Hyeonam Agricultural Artifact Museum, housed in a local middle school, is a collection of some 200 traditional agricultural implements, plus some recreations of rural houses. Entry is free, so if you’re interested in pre-modern farming in Korea jump on any bus heading towards Buk-myeon and get off at Gapyeong Buk Junghakgyo. Unlike most museums, this one is closed on Sundays and open Monday to Saturday.
Songnam Art Museum
A small contemporary art museum located north of Gapyeong accessible by bus (33-1, 33-38, 50-1 or 50-3; get off at Goam Ipgu). If you’re into modern art, drop in here to look around this collection, housed in a striking neo-traditional building topped by a wooden pavilion. The entrance fee is KRW 4,000 for adults and it’s closed every Monday.
In pre-modern times, Mujuchae Waterfall was a favorite place for military officers to drink, dance around and eat wild vegetables.[separator type=”thin”]
STAY> From Seoul, most people visit Gapyeong as a day trip, but if you’d like to stay, the town has lots of pension houses. There are several nice pension houses in Yongsudong, in fact. For something a bit different, however, try the luxury camping ground Moa Glamping (www.moaglamping.com).
EAT> Yongsudong has several rustic eateries serving makgeolli, fried pancakes, noodles and other local favorites.

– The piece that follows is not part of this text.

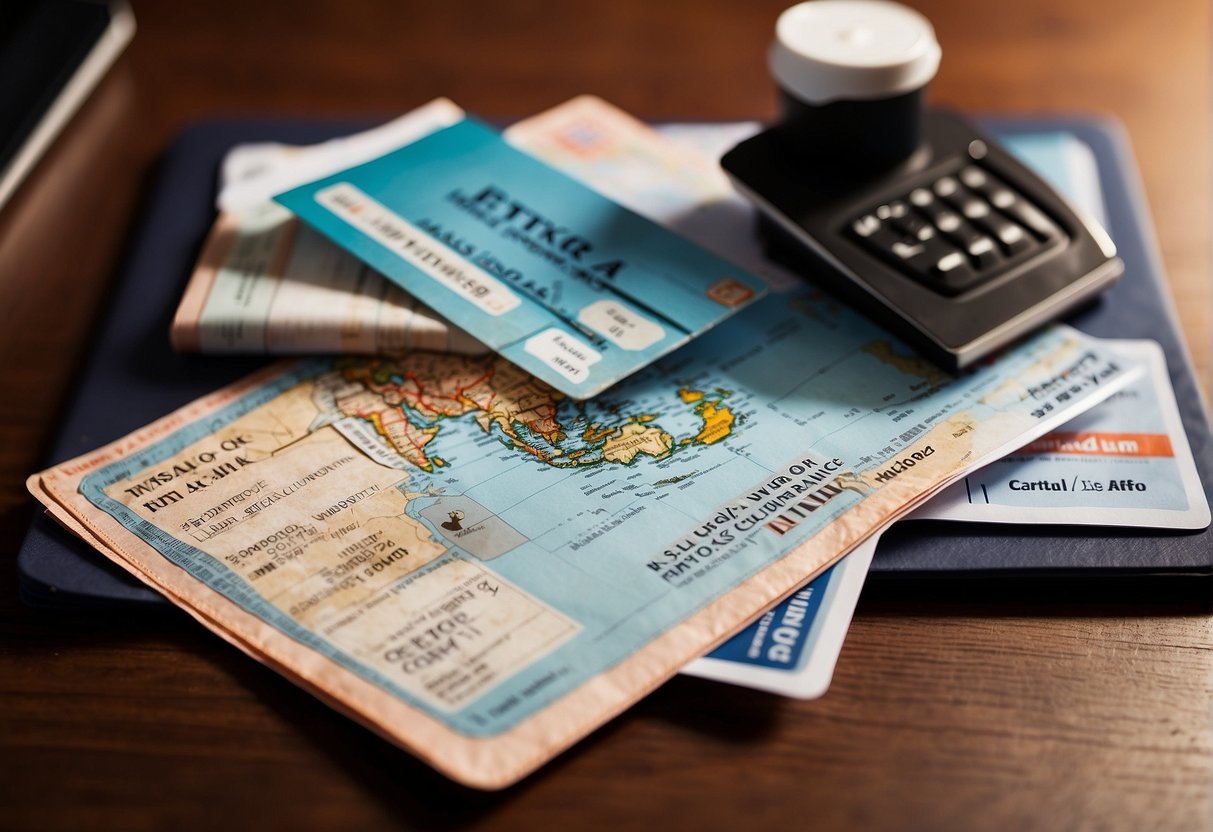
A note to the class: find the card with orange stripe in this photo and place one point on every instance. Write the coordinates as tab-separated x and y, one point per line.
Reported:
1123	463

Gapyeong is famous for its pine nuts, or jat., which are used to make makgeolli and other dishes.
GO> To reach Gapyeong, take the ITX express from Seoul’s Cheongnyangni Station (KRW 4,000, departs roughly every hour). The journey lasts just 40 minutes.
Alternatively, take the Gyeongchun Line, part of Seoul’s extended metro network, from Sangbong Station. This journey takes close to one hour and costs around KRW 2,150 using a transport card.
From Gapyeong Station, take Bus 33-4 to Yongsudong, its last stop. From Yongsudong, its a 3km hike to Jeongmok Yongso falls.